In this situation, when the civil war threatened from within and the marching in of French troops from without, Pestalozzi's politic aimed at avoiding both evils. He saw very clearly, however, that a revolution of the political conditions was not attainable without the help of France. In his opinion France should only put Switzerland under pressure, but not interfere directly with the process of reorganization. But he did not count on the avarice of the French. The government of all big towns had, in view of the revolts of the subjects, which broke out everywhere, and out of fear of the French, granted to the people from the countryside equality in February 1798 and promised them a constitution based on freedom, equality and brotherliness. Nevertheless, the French marched in with 15.000 men early in March, broke the last resistance, occupied the country, robbed the public treasury by bringing the gold to Paris in barrels on heavy ox carts, plundered the country and violated wives and daughters, so that pastor Lavatar from Zurich felt compelled to the following proclamation:

"That the aristocracy is brought down may have been a great luck, the fulfilment of the wishes of many noble men. […] You French come to Switzerland as robbers and tyrants, you make war against a country that never offended you. […] You spoke of nothing else but freeing – and subjugate in any kind of way. […] We never were ruled over like that when we were – according to your untrue speech – slaves, we never had to blindly obey like that when we are, according to your speech, free."

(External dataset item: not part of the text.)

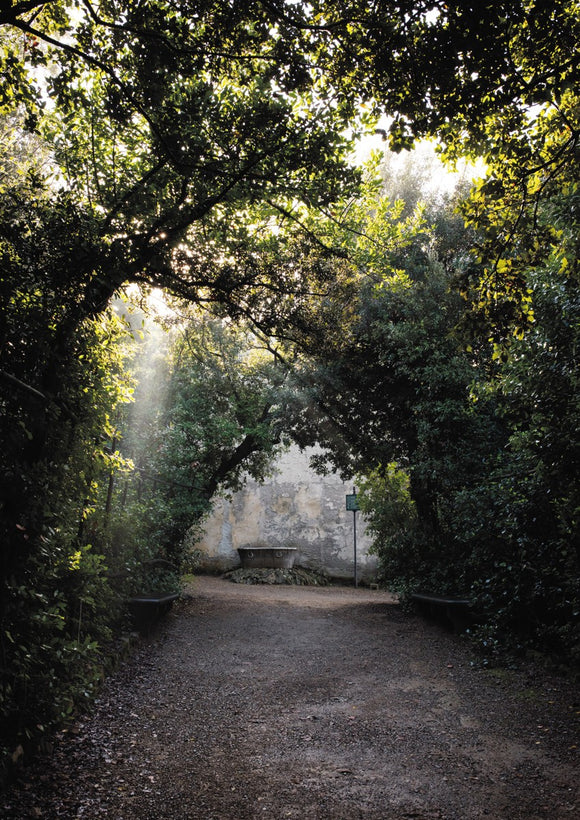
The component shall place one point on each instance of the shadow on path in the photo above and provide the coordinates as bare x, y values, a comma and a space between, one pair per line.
311, 703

Now France changed the Swiss confederation, which was characterized by great variety, into a centralized state – called "Helvetic Republic" – and divided it quite arbitrarily into cantons and districts, which, however, had no independence at all, but only had to do what the Great Council (legislative body) and the board of directors (executive), that consisted of five men, decided. Because of that the new constitution was hated by most of the Swiss, although it granted equality of all citizens in the eyes of the law, freedom of religion, of conscience, of trade and industry, the right to set up associations, the right to send in petitions to the government, general taxes and the possibility to buy free of feudalistic duties and although in the board of directors there sat important men of real farsightedness and patriotic mind.

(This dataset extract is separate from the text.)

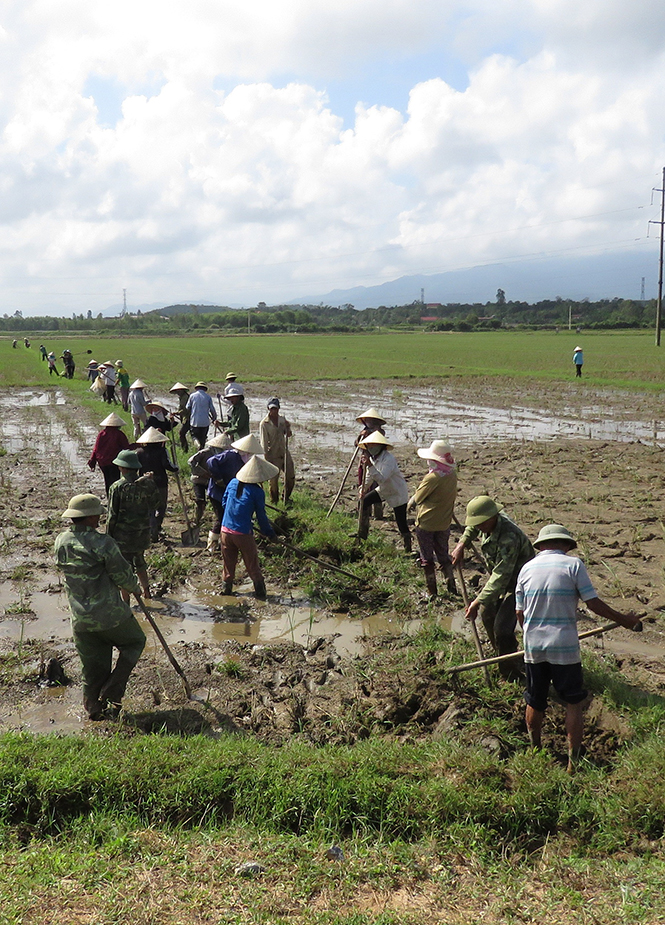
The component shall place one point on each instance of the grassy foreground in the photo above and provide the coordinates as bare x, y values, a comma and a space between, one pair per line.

Pestalozzi bowed to the inevitable and as the constitution and the board of directors promised to realize most of the reforms, that he had demanded for 30 years already, he worked for the new system; he found it easier, as he befriended one of the five directors, Phillip Albrecht Stapfer. Thus Pestalozzi took over the edition of the "Helvetisches Volksblatt" (Helvetic Newspaper for the people), which must be regarded as mouthpiece of the Helvetic government. In his function as editor, but also in many pamphlets, Pestalozzi now tried to explain the sense and the chance of the revolution to the people and admonished the new rulers to really keep to their promises. The disseminated opinion, that the new system was against the religion, of course, he could not dispel in a sufficiently convincing way. The attacks of the revolutionaries against church and Christianity were simply too obvious, and even if the new constitution granted freedom of religion the pastors were forbidden to do anything political and their doctrine and sermon was controlled by the police. Also many did not feel free as long as strange troops caused havoc in the country and the people by force of arms were forced to take an oath to the new constitution.

Pestalozzi's work as editor was not very successful, because he could not write in the "tone of the people", no matter how much he tried. His texts were too instructive, often too condescending, too, to be much liked. So it was good for him as well as for his employers when a new task called him to Stans as a 'father of orphans' at the end of 1798 / early in 1799.